There's a bank of what might be computer or TV screens, and a man with eight arms - presumably, although she hadn't asked Eliot, to show how fast he's typing - and a man with wild grey and brown hair and a woman in a princess-style ball-gown with long, brown hair. The man's holding the hands of two little boys - one with short, blond hair and one with longer, messy brown hair like Eliot's. She hadn't thought Eliot had a brother and when she'd asked, he'd just shrugged, ducked his head and said 'that's Sam'...

Parker tilts her head first one way, then the other, then wanders back over to the rest of them. She shrugs.

“I'd steal it,” she says.

“Girl!” Alec exclaims.

“What?” she looks genuinely confused, like the poor woman can't figure out where she went wrong.

“You can't, you just...”

Jenny is very carefully not paying attention to that conversation.

Nate is staring at her. It's a very unnerving stare. Sophie - the not-Mrs Ford - has taken a compact out of her purse and is touching up her make-up in between bouts of telling Alec and Parker off for squabbling. Alec and Parker, meanwhile are ignoring Sophie in favour of arguing about what does and what does not constitute a proper conversational topic in the presence of a 'civilian'.

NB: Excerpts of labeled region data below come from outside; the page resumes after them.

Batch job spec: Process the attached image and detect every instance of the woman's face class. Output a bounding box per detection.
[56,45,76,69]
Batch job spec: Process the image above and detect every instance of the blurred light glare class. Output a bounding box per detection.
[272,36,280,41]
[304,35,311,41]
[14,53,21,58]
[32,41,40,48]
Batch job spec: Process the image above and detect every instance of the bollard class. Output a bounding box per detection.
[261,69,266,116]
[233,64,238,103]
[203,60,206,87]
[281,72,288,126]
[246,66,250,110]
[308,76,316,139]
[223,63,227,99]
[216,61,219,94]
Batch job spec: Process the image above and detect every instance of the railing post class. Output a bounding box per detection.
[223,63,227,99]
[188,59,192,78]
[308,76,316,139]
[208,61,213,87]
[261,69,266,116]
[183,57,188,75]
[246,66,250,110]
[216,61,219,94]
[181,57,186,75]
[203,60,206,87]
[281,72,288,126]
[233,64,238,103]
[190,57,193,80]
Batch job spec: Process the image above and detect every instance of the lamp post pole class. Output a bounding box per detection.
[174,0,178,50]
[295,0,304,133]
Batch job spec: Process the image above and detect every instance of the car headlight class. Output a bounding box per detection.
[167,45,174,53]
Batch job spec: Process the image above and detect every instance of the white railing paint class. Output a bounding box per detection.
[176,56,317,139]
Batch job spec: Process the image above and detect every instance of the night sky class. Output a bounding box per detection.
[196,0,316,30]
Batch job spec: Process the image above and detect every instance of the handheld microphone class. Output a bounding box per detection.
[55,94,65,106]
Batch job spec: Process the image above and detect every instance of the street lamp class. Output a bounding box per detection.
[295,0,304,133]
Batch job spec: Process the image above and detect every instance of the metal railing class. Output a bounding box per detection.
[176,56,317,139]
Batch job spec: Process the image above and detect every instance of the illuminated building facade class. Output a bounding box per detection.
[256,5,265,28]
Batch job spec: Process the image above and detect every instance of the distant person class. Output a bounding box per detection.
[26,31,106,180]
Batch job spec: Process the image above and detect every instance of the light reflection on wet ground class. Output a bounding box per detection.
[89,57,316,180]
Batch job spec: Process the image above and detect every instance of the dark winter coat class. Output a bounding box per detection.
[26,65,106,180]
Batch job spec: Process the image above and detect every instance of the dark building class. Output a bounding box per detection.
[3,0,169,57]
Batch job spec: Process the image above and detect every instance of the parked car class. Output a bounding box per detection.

Jenny really doesn't want to know - Eliot's healthy and seems happy and content both at school and with his home-life, so she's not overly worried beyond the forming of an anti-bullying, cat-loving, communistic militia amongst her kids - and she's somewhat lost for something to say (other parents are doctors or office workers, not...some unholy blend of 'Ocean's 11' and 'The Thomas Crown Affair') so it's a relief when the door bangs open and Eliot charges in, running over to catapult himself onto his dad's lap, already babbling ten to the dozen about his day while Nate ineffectively tries to brush the cookie crumbs off of the front of Eliot's dungarees.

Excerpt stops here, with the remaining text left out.